Scale sabotage

traceyc83
traceyc83 Posts: 72 Member
edited December 2 in Success Stories
My scale seems to be messing with me. I noticed after I lost my first 20lbs that my weight jumps all over the place. So I started googling to find out if it was normal to weigh yourself in the morning and weigh one thing and then weigh yourself an hour later and have there be a 2-4 pound difference. I'm working out almost every day, I don't eat junk food anymore and I try to drink enough water so I thought maybe it was my scale, so I bought a new one. Same thing happens. So I started experimenting, and this is what I found.
-I weigh more first thing in the morning.
-I weigh more when I don't drink enough water the day before.
-Hormones effect my weight A LOT.
I can't weigh myself during my period because it is extremely inaccurate. The scale tells me I've gained 3 lbs and then a day or two after its gone it tells me I've lost 5 lbs.

It's extremely frustrating because I never really know how much I weigh. I'm doing everything right so I don't know what's going on.
Does anyone else have this problem?

Replies

  • This content has been removed.
  • codygish
    codygish Posts: 63 Member
    edited June 2016
    You may find it helpful to either restrict your use of the scales to once a month or set up an Excel spreadsheet that averages your last 10-14 days if you want to weigh everyday. The average allows you to see the trend in your weight.

    The attached screenshot is my Excel sheet - I just fill in my morning weight-ins and the sheet fills in the rest.

    wltlldj86lam.jpg

    The two week and four week trends are future projections.

  • mags8726
    mags8726 Posts: 10 Member
    codygish wrote: »
    You may find it helpful to either restrict your use of the scales to once a month or set up an Excel spreadsheet that averages your last 10-14 days if you want to weigh everyday. The average allows you to see the trend in your weight.

    The attached screenshot is my Excel sheet - I just fill in my morning weight-ins and the sheet fills in the rest.

    wltlldj86lam.jpg

    The two week and four week trends are future projections.
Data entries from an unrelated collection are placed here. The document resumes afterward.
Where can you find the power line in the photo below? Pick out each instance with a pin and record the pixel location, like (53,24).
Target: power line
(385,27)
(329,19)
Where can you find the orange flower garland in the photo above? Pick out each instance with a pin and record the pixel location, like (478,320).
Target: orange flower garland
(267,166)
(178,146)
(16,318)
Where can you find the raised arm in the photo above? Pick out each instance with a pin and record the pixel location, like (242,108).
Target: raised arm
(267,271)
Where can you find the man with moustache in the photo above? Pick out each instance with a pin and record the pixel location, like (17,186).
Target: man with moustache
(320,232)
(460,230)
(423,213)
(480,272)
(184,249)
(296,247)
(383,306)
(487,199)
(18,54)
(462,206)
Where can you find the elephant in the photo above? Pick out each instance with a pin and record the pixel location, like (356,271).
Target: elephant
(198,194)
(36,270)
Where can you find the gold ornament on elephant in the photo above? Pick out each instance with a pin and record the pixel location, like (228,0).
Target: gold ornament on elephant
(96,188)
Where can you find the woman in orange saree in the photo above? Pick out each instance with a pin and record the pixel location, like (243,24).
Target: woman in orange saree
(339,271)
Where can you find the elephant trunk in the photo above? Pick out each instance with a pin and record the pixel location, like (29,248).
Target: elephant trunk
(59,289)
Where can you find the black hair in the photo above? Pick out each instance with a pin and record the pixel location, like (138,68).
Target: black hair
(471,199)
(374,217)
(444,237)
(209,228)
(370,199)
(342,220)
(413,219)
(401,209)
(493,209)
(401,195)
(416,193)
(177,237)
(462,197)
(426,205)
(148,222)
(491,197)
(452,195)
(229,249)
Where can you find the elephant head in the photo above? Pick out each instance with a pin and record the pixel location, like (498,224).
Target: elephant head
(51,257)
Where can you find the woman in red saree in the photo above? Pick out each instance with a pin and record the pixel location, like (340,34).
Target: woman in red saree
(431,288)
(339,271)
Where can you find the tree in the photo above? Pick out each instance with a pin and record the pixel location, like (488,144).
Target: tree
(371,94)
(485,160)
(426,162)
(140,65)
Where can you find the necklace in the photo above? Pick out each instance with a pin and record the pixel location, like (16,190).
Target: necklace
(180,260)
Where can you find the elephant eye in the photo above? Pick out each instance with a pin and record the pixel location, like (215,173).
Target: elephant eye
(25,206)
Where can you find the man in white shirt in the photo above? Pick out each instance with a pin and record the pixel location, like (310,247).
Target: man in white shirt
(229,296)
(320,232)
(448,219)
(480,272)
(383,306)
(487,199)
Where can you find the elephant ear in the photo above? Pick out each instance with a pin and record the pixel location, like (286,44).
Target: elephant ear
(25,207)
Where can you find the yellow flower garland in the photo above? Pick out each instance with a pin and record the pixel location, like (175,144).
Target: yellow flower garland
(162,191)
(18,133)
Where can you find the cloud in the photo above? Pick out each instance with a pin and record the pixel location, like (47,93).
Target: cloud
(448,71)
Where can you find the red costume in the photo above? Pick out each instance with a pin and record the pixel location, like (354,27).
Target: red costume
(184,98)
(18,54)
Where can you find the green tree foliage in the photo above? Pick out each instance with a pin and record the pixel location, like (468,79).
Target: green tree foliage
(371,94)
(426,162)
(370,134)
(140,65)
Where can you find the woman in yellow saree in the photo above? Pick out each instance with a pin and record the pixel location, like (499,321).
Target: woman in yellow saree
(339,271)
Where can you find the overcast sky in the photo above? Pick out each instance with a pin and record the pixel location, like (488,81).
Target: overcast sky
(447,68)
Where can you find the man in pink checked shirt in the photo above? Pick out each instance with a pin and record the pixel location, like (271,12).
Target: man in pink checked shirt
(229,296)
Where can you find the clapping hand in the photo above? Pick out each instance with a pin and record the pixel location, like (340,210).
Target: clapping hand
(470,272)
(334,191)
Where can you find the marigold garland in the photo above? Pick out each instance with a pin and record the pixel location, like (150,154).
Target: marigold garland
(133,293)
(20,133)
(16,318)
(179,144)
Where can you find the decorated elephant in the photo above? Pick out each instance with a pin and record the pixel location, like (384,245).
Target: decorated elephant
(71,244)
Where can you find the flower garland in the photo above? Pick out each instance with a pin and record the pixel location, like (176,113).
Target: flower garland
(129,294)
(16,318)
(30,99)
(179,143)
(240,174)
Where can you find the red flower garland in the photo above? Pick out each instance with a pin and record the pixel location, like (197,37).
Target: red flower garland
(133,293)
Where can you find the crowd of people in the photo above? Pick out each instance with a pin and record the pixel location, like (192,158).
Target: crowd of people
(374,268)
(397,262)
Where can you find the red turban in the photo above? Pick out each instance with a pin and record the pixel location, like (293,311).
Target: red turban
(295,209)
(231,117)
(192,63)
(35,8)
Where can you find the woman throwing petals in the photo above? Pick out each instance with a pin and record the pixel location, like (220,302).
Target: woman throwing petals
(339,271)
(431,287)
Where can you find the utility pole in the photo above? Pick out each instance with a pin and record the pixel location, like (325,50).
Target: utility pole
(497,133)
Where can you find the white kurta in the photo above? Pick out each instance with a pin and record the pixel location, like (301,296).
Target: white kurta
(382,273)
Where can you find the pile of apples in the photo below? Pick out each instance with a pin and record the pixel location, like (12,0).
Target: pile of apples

    LOVE your spreadsheet!! Did you find the template online or create it yourself?
  • Kimo159
    Kimo159 Posts: 508 Member
    I gain around 2lbs during ovulation, I gain 2-6lbs right before and in the first few days of my period. I got the happy scale app for my phone and it trends your weight loss much like the spreadsheet shown. What an awesome spreadsheet @codygish
  • ItsyBitsy246
    ItsyBitsy246 Posts: 307 Member
    @codygish I'm so geekin' out at your spreadsheet. Inspired. :)
  • mysticwryter
    mysticwryter Posts: 111 Member
    YAAAS. I weigh myself in the mornings. I found that working out and then weighing myself doesn't really do justice because all the water I've drank during the day and the food that I've eaten. I hate scales and I think no matter what one you use (the doctor's office old-school scale to the new and improved digital that measure BF%) they are all flawed so I usually just give/take a couple pounds on what the scale says. One time I found the gym's scale in the locker room that said I was 190.....went home after workout and weighed 179. 11 pound loss within 1.5 hrs. Yeah, right.
    Usually I weigh myself in the mornings after I use the bathroom. You're body is going through a fast, you've exhumed urine that built up in your bladder through the night, and you're taller since your spine spaces out.

    Also with scales and posture, if your posture is...well, bad. it will affect your weight.
  • Angelajgay11
    Angelajgay11 Posts: 26 Member
    codygish wrote: »
    You may find it helpful to either restrict your use of the scales to once a month or set up an Excel spreadsheet that averages your last 10-14 days if you want to weigh everyday. The average allows you to see the trend in your weight.

    The attached screenshot is my Excel sheet - I just fill in my morning weight-ins and the sheet fills in the rest.

    wltlldj86lam.jpg

    The two week and four week trends are future projections.

    A geek after my own heart. When I first started getting control of my eating, I made a similar spreadsheet with all the weight watchers calculations - free weight watchers tracking :smiley:
  • Angelajgay11
    Angelajgay11 Posts: 26 Member
    edited June 2016
    YAAAS. I weigh myself in the mornings. I found that working out and then weighing myself doesn't really do justice because all the water I've drank during the day and the food that I've eaten. I hate scales and I think no matter what one you use (the doctor's office old-school scale to the new and improved digital that measure BF%) they are all flawed so I usually just give/take a couple pounds on what the scale says. One time I found the gym's scale in the locker room that said I was 190.....went home after workout and weighed 179. 11 pound loss within 1.5 hrs. Yeah, right.
    Usually I weigh myself in the mornings after I use the bathroom. You're body is going through a fast, you've exhumed urine that built up in your bladder through the night, and you're taller since your spine spaces out.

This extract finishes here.